What about emergencies?
Ancient Jewish law recognized exceptions for emergencies on the Sabbath and allowed work to remedy them. In fact, Luke 14 records Jesus discussing such Sabbath day emergencies with an example of pulling out an ox that fell into a pit – hence the origin of the contemporary “ox in the ditch” expression you may sometimes hear for people working on Sundays.
The reality is emergencies happen and that’s why they are called emergencies. They have to be dealt with and so everything else is dropped to address them. For most, though, the challenge is probably calling ineligible things emergencies and, over time, eroding their tech Sabbath into non-existence.

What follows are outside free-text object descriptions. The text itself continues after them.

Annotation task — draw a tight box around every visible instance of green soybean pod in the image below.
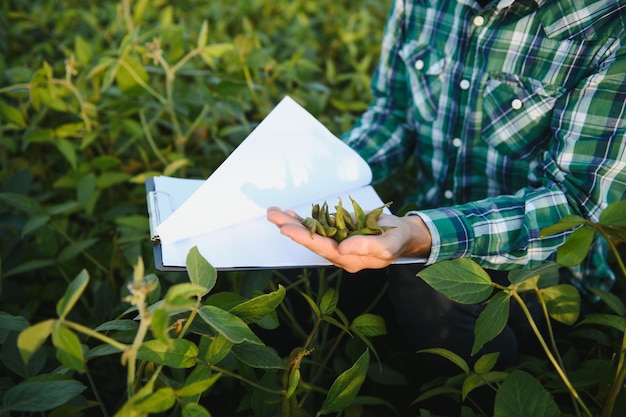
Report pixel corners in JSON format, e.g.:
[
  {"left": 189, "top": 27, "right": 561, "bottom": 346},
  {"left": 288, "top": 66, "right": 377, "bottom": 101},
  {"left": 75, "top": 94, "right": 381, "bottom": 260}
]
[
  {"left": 333, "top": 228, "right": 349, "bottom": 242},
  {"left": 334, "top": 198, "right": 347, "bottom": 230},
  {"left": 350, "top": 195, "right": 366, "bottom": 229},
  {"left": 311, "top": 203, "right": 320, "bottom": 219}
]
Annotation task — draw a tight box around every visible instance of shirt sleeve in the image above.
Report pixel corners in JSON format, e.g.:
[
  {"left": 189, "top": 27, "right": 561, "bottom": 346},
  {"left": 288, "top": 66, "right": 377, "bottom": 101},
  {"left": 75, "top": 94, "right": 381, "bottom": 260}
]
[
  {"left": 340, "top": 0, "right": 415, "bottom": 183},
  {"left": 417, "top": 41, "right": 626, "bottom": 277}
]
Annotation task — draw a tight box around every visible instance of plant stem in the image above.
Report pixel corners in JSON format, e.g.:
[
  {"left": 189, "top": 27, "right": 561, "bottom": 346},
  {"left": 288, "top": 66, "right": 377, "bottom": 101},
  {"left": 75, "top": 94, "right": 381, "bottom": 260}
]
[
  {"left": 511, "top": 291, "right": 593, "bottom": 417},
  {"left": 117, "top": 58, "right": 167, "bottom": 104},
  {"left": 298, "top": 329, "right": 347, "bottom": 410},
  {"left": 598, "top": 230, "right": 626, "bottom": 417},
  {"left": 535, "top": 289, "right": 582, "bottom": 417},
  {"left": 170, "top": 48, "right": 204, "bottom": 75},
  {"left": 122, "top": 299, "right": 152, "bottom": 398},
  {"left": 206, "top": 363, "right": 284, "bottom": 395},
  {"left": 139, "top": 109, "right": 169, "bottom": 165},
  {"left": 184, "top": 104, "right": 210, "bottom": 140},
  {"left": 602, "top": 337, "right": 626, "bottom": 417},
  {"left": 598, "top": 228, "right": 626, "bottom": 280},
  {"left": 62, "top": 320, "right": 128, "bottom": 352},
  {"left": 122, "top": 0, "right": 134, "bottom": 33},
  {"left": 85, "top": 367, "right": 110, "bottom": 417}
]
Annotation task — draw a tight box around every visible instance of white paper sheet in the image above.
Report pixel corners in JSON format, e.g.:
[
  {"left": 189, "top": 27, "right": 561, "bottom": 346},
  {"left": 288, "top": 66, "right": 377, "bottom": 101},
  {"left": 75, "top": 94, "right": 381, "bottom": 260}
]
[
  {"left": 154, "top": 182, "right": 391, "bottom": 269},
  {"left": 156, "top": 96, "right": 373, "bottom": 244}
]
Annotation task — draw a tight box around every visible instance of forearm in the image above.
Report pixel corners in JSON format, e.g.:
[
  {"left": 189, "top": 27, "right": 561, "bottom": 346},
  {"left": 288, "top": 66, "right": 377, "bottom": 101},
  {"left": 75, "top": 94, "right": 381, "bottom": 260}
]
[{"left": 411, "top": 186, "right": 576, "bottom": 269}]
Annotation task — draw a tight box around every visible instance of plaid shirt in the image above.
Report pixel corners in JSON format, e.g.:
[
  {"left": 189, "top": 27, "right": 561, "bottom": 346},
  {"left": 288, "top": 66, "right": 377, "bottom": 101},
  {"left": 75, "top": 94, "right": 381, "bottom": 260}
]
[{"left": 342, "top": 0, "right": 626, "bottom": 291}]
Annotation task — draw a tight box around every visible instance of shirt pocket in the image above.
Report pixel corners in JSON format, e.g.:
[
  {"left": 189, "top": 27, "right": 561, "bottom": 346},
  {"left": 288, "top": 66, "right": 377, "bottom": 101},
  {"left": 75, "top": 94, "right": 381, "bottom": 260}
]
[
  {"left": 482, "top": 73, "right": 565, "bottom": 159},
  {"left": 399, "top": 42, "right": 446, "bottom": 122}
]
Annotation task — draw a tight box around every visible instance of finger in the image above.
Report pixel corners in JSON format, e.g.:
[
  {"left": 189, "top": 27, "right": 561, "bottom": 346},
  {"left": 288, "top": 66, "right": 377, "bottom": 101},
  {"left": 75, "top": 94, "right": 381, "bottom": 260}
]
[
  {"left": 267, "top": 207, "right": 303, "bottom": 226},
  {"left": 284, "top": 209, "right": 302, "bottom": 220},
  {"left": 338, "top": 234, "right": 396, "bottom": 261}
]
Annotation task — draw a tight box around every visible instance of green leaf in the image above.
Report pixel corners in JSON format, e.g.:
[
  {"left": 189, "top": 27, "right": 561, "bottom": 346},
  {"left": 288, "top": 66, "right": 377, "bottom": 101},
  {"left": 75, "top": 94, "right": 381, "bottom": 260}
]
[
  {"left": 197, "top": 20, "right": 209, "bottom": 49},
  {"left": 136, "top": 387, "right": 176, "bottom": 413},
  {"left": 202, "top": 334, "right": 233, "bottom": 365},
  {"left": 51, "top": 323, "right": 85, "bottom": 372},
  {"left": 96, "top": 172, "right": 131, "bottom": 188},
  {"left": 27, "top": 128, "right": 55, "bottom": 143},
  {"left": 57, "top": 238, "right": 99, "bottom": 263},
  {"left": 150, "top": 308, "right": 171, "bottom": 343},
  {"left": 176, "top": 368, "right": 221, "bottom": 397},
  {"left": 55, "top": 139, "right": 77, "bottom": 170},
  {"left": 4, "top": 259, "right": 56, "bottom": 278},
  {"left": 21, "top": 214, "right": 50, "bottom": 237},
  {"left": 137, "top": 339, "right": 198, "bottom": 368},
  {"left": 300, "top": 291, "right": 322, "bottom": 319},
  {"left": 145, "top": 274, "right": 162, "bottom": 305},
  {"left": 540, "top": 214, "right": 587, "bottom": 237},
  {"left": 1, "top": 332, "right": 46, "bottom": 379},
  {"left": 578, "top": 314, "right": 626, "bottom": 332},
  {"left": 473, "top": 352, "right": 500, "bottom": 374},
  {"left": 472, "top": 291, "right": 510, "bottom": 355},
  {"left": 163, "top": 158, "right": 191, "bottom": 176},
  {"left": 200, "top": 43, "right": 234, "bottom": 67},
  {"left": 0, "top": 312, "right": 30, "bottom": 332},
  {"left": 599, "top": 200, "right": 626, "bottom": 226},
  {"left": 418, "top": 259, "right": 493, "bottom": 304},
  {"left": 163, "top": 283, "right": 208, "bottom": 309},
  {"left": 113, "top": 362, "right": 159, "bottom": 415},
  {"left": 0, "top": 100, "right": 26, "bottom": 127},
  {"left": 54, "top": 122, "right": 84, "bottom": 138},
  {"left": 351, "top": 313, "right": 387, "bottom": 337},
  {"left": 507, "top": 263, "right": 561, "bottom": 287},
  {"left": 186, "top": 246, "right": 217, "bottom": 293},
  {"left": 587, "top": 287, "right": 626, "bottom": 316},
  {"left": 556, "top": 226, "right": 595, "bottom": 267},
  {"left": 17, "top": 319, "right": 55, "bottom": 364},
  {"left": 412, "top": 386, "right": 461, "bottom": 405},
  {"left": 0, "top": 192, "right": 46, "bottom": 215},
  {"left": 94, "top": 319, "right": 139, "bottom": 332},
  {"left": 231, "top": 342, "right": 285, "bottom": 369},
  {"left": 74, "top": 35, "right": 92, "bottom": 64},
  {"left": 2, "top": 374, "right": 86, "bottom": 411},
  {"left": 462, "top": 371, "right": 508, "bottom": 400},
  {"left": 318, "top": 349, "right": 370, "bottom": 415},
  {"left": 417, "top": 348, "right": 470, "bottom": 374},
  {"left": 229, "top": 284, "right": 286, "bottom": 324},
  {"left": 56, "top": 270, "right": 89, "bottom": 320},
  {"left": 182, "top": 403, "right": 212, "bottom": 417},
  {"left": 494, "top": 370, "right": 560, "bottom": 417},
  {"left": 198, "top": 305, "right": 263, "bottom": 345},
  {"left": 114, "top": 215, "right": 149, "bottom": 230},
  {"left": 319, "top": 288, "right": 339, "bottom": 316},
  {"left": 540, "top": 284, "right": 581, "bottom": 325},
  {"left": 116, "top": 55, "right": 149, "bottom": 94}
]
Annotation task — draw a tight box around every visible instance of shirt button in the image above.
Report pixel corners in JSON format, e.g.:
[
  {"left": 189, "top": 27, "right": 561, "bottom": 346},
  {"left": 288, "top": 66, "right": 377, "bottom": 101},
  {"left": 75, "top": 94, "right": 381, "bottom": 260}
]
[
  {"left": 459, "top": 79, "right": 471, "bottom": 90},
  {"left": 444, "top": 190, "right": 454, "bottom": 199},
  {"left": 511, "top": 98, "right": 523, "bottom": 110},
  {"left": 452, "top": 138, "right": 462, "bottom": 147},
  {"left": 473, "top": 15, "right": 486, "bottom": 27},
  {"left": 415, "top": 59, "right": 425, "bottom": 71}
]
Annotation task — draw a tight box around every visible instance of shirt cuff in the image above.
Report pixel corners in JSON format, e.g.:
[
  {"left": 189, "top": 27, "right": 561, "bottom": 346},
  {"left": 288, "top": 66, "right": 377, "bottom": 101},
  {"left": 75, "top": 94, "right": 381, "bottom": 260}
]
[{"left": 405, "top": 207, "right": 474, "bottom": 264}]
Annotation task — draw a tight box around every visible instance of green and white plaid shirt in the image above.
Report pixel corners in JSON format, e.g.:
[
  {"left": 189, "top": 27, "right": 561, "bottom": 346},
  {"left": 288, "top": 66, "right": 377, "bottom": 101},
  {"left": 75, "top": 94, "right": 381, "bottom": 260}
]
[{"left": 342, "top": 0, "right": 626, "bottom": 291}]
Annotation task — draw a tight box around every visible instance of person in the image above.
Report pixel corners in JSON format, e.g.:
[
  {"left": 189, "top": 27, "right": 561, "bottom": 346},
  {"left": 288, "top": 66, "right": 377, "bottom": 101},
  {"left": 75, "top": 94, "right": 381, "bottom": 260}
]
[{"left": 268, "top": 0, "right": 626, "bottom": 410}]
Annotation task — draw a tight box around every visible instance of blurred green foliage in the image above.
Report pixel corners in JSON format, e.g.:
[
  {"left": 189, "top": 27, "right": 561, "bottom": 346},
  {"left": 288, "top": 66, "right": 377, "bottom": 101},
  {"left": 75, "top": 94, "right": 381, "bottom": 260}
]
[
  {"left": 1, "top": 1, "right": 625, "bottom": 417},
  {"left": 0, "top": 0, "right": 391, "bottom": 305}
]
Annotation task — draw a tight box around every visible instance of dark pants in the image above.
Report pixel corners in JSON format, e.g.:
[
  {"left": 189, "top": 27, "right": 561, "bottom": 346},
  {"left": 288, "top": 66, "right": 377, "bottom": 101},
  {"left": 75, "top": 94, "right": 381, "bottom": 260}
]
[
  {"left": 273, "top": 264, "right": 571, "bottom": 414},
  {"left": 336, "top": 263, "right": 559, "bottom": 415},
  {"left": 387, "top": 264, "right": 523, "bottom": 369}
]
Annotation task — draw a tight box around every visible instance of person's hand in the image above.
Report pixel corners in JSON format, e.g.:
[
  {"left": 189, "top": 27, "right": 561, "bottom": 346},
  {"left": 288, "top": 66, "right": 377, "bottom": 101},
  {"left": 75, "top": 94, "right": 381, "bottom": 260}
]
[{"left": 266, "top": 206, "right": 432, "bottom": 273}]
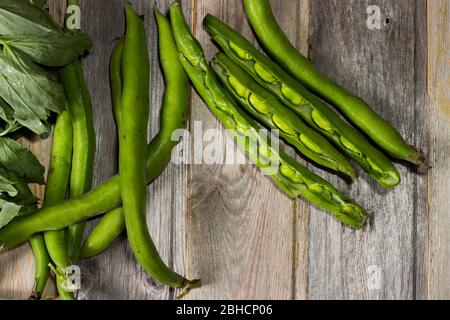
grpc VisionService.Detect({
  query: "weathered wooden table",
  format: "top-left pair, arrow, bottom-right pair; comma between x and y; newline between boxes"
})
1,0 -> 448,300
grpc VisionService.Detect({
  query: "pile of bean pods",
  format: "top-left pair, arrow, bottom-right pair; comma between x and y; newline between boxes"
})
0,0 -> 426,300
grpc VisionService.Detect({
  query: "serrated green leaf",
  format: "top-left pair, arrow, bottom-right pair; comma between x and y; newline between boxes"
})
0,137 -> 45,184
0,46 -> 65,135
0,0 -> 56,35
0,30 -> 93,66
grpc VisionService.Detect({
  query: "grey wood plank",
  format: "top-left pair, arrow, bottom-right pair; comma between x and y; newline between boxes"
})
306,0 -> 429,299
427,0 -> 450,300
266,0 -> 312,300
411,0 -> 429,300
185,0 -> 295,300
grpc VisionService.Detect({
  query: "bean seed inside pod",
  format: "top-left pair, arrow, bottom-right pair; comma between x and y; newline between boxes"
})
340,136 -> 362,156
222,113 -> 237,130
366,157 -> 383,173
280,164 -> 304,184
299,134 -> 322,154
249,94 -> 271,115
258,144 -> 272,159
236,123 -> 248,133
229,42 -> 252,61
228,75 -> 249,98
311,109 -> 334,133
308,184 -> 324,194
272,114 -> 297,135
341,204 -> 357,215
254,62 -> 277,84
280,84 -> 306,106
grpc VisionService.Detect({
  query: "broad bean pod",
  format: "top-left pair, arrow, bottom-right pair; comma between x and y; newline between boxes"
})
59,60 -> 96,263
42,110 -> 75,300
59,0 -> 96,263
28,235 -> 50,299
118,5 -> 199,296
80,8 -> 191,260
170,2 -> 367,229
211,52 -> 357,179
203,15 -> 401,189
243,0 -> 425,166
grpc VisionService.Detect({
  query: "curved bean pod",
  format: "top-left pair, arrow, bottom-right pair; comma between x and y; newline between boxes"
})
80,8 -> 192,260
243,0 -> 424,166
203,15 -> 401,189
170,2 -> 367,228
211,52 -> 357,179
77,38 -> 125,260
119,5 -> 199,295
0,122 -> 194,250
42,110 -> 75,300
59,51 -> 96,264
79,207 -> 125,260
28,234 -> 51,299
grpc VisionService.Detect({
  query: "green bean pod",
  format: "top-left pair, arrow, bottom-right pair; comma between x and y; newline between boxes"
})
77,38 -> 125,260
243,0 -> 424,166
170,2 -> 367,229
0,109 -> 195,252
211,52 -> 357,179
0,175 -> 121,250
80,8 -> 192,260
118,5 -> 199,295
203,15 -> 401,189
28,234 -> 51,299
58,59 -> 96,263
79,207 -> 125,260
42,110 -> 75,300
110,38 -> 124,126
58,0 -> 96,263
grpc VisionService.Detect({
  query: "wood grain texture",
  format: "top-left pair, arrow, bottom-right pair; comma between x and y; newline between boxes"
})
427,0 -> 450,300
306,0 -> 429,299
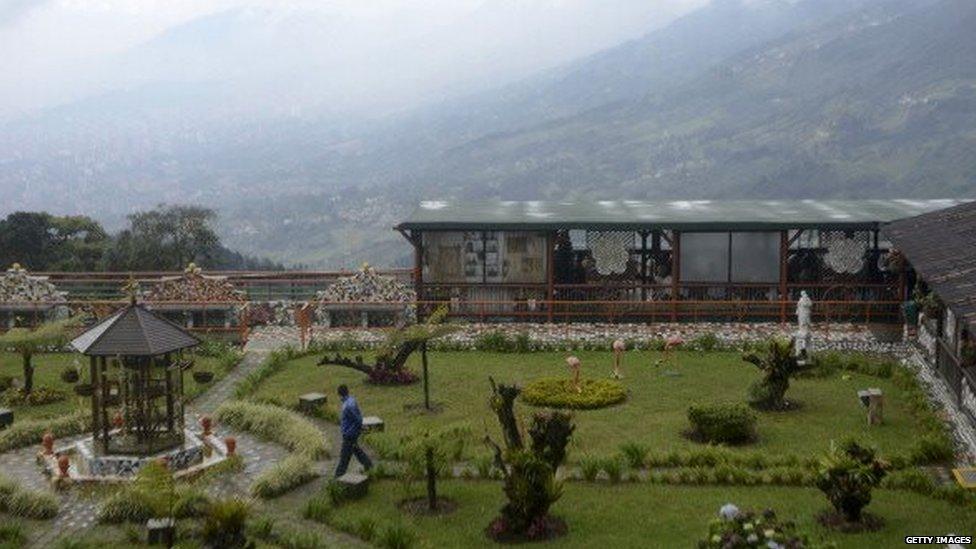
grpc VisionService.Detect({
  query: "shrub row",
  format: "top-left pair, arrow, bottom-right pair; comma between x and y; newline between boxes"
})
0,474 -> 58,520
0,410 -> 91,452
250,455 -> 319,499
304,489 -> 420,549
214,400 -> 329,459
195,338 -> 246,372
521,378 -> 626,409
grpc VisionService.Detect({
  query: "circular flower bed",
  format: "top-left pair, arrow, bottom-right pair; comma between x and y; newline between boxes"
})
521,378 -> 626,410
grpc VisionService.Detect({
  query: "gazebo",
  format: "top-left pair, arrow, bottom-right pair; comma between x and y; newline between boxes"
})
70,300 -> 200,472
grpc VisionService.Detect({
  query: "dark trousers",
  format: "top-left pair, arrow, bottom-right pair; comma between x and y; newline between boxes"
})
335,435 -> 372,477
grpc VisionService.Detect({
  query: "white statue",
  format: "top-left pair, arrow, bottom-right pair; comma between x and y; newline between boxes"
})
795,291 -> 813,359
796,291 -> 813,330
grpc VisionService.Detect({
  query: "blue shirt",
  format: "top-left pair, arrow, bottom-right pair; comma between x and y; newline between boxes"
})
340,396 -> 364,439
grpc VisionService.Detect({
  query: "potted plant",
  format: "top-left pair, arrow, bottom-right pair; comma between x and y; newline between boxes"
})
60,368 -> 80,384
193,370 -> 215,384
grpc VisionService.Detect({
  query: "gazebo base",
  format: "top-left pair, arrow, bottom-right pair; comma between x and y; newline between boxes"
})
40,429 -> 231,484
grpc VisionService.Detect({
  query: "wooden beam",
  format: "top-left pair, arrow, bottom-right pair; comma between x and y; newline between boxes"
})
546,231 -> 555,323
780,230 -> 789,323
671,231 -> 681,322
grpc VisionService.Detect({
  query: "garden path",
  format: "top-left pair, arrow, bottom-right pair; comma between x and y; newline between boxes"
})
3,332 -> 363,548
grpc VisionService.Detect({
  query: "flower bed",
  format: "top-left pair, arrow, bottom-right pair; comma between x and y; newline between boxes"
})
521,378 -> 626,409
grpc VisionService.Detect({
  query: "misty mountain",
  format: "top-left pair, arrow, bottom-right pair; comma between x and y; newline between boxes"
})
1,0 -> 974,268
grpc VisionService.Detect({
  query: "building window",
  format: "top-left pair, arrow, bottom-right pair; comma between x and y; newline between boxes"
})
681,232 -> 780,283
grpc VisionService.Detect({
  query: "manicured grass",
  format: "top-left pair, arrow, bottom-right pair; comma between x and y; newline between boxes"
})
327,479 -> 976,548
0,351 -> 234,421
253,350 -> 927,461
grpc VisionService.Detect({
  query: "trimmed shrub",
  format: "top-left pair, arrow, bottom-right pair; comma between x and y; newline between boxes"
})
521,377 -> 626,409
687,403 -> 757,445
304,493 -> 334,522
215,400 -> 329,459
908,432 -> 956,465
0,386 -> 67,406
251,455 -> 319,499
201,498 -> 250,548
0,522 -> 25,546
0,410 -> 91,452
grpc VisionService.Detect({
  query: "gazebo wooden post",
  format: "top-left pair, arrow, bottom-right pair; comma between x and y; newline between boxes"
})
163,355 -> 174,434
100,356 -> 110,451
90,355 -> 101,450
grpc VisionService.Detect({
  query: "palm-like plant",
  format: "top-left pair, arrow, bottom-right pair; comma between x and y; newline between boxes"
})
0,317 -> 81,395
742,337 -> 808,410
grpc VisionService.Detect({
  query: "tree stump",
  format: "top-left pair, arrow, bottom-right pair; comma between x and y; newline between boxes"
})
362,416 -> 384,433
299,392 -> 328,415
146,518 -> 175,546
0,408 -> 12,430
336,473 -> 370,500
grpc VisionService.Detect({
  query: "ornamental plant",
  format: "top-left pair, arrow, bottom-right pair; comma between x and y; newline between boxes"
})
742,337 -> 810,410
698,505 -> 815,548
687,403 -> 757,445
484,378 -> 575,542
815,439 -> 888,524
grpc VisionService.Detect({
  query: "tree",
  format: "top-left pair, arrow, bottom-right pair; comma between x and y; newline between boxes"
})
0,212 -> 108,271
319,306 -> 457,385
106,205 -> 220,271
0,317 -> 81,395
484,378 -> 575,541
742,337 -> 810,410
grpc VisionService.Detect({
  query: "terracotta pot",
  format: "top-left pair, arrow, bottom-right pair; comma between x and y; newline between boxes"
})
224,436 -> 237,456
57,454 -> 71,477
156,456 -> 170,470
200,416 -> 212,436
42,432 -> 54,455
112,412 -> 124,429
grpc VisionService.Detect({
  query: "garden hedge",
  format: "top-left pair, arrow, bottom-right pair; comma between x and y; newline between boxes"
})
521,378 -> 626,409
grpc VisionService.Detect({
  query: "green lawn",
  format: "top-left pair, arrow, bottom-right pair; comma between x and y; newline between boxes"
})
0,351 -> 233,421
326,480 -> 976,548
252,350 -> 927,460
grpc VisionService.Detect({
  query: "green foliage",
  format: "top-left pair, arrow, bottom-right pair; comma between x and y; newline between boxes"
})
303,493 -> 334,522
698,507 -> 816,548
601,456 -> 624,483
250,455 -> 318,499
97,464 -> 209,524
521,377 -> 625,409
0,386 -> 67,406
0,212 -> 108,271
578,454 -> 602,481
195,339 -> 244,372
377,522 -> 418,549
0,410 -> 90,452
687,403 -> 757,445
742,338 -> 808,410
215,400 -> 329,459
246,515 -> 275,541
689,333 -> 721,352
0,522 -> 25,547
806,352 -> 896,379
907,432 -> 956,465
234,345 -> 308,399
0,317 -> 83,395
0,474 -> 58,520
474,330 -> 533,353
619,442 -> 650,469
815,440 -> 888,523
201,498 -> 250,549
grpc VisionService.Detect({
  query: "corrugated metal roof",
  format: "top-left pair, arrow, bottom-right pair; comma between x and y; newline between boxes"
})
71,304 -> 200,356
397,199 -> 970,231
883,201 -> 976,333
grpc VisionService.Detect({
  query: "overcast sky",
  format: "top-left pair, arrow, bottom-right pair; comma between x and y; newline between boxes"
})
0,0 -> 707,118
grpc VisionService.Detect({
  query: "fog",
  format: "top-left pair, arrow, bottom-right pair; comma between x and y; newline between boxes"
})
0,0 -> 706,119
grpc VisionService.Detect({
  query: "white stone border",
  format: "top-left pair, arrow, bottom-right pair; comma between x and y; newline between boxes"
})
903,349 -> 976,466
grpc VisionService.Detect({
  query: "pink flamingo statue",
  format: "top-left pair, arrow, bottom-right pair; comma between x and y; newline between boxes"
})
566,356 -> 582,393
660,335 -> 684,368
611,339 -> 626,379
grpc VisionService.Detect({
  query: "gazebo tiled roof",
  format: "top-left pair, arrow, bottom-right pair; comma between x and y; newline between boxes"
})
70,303 -> 200,356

How rigid am I? Are there exceptions?
Personally, I’m not very stringent about my tech Sabbath practice because that wouldn’t feel like rest. The point of the Sabbath (and a tech Sabbath) is to provide a day of rest. If I sweat over this then I’m not resting. If I’m not resting then there is no Sabbath and so why am I going through the motions for nothing? Therefore, I try to live with a tech Sabbath mentality and, over time, I find that I’m actually living this goal most weeks.
What struggles remain?
Shifts in my routine can disrupt the week and eat up my tech Sabbath. Travel skews things for sure as does the need to “be on call” for someone. However, many cellphones allow you to create a list of numbers whose calls can go through while others are muted so that can help.
What are the benefits?
I’ve found that it’s easier to focus on family, home projects, and outside activities. If my iPhone isn’t with me then it’s impossible to pull it out when the conversation naturally lulls. It’s easier to garden and enjoy the outdoors when the technologies of the indoors are not pulling at me. And thinking of life in these terms, I can honestly say that a tech Sabbath makes it easier to stop and smell the roses!
In conclusion, my tech Sabbath is new and still in development stage. In fact, you could probably say I’m in tech Sabbath beta mode! However, I can assure you that it works most of the time and produces some very positive mental and family benefits of which I’m very grateful. I now encourage you to see if observing a tech Sabbath would be of benefit to you.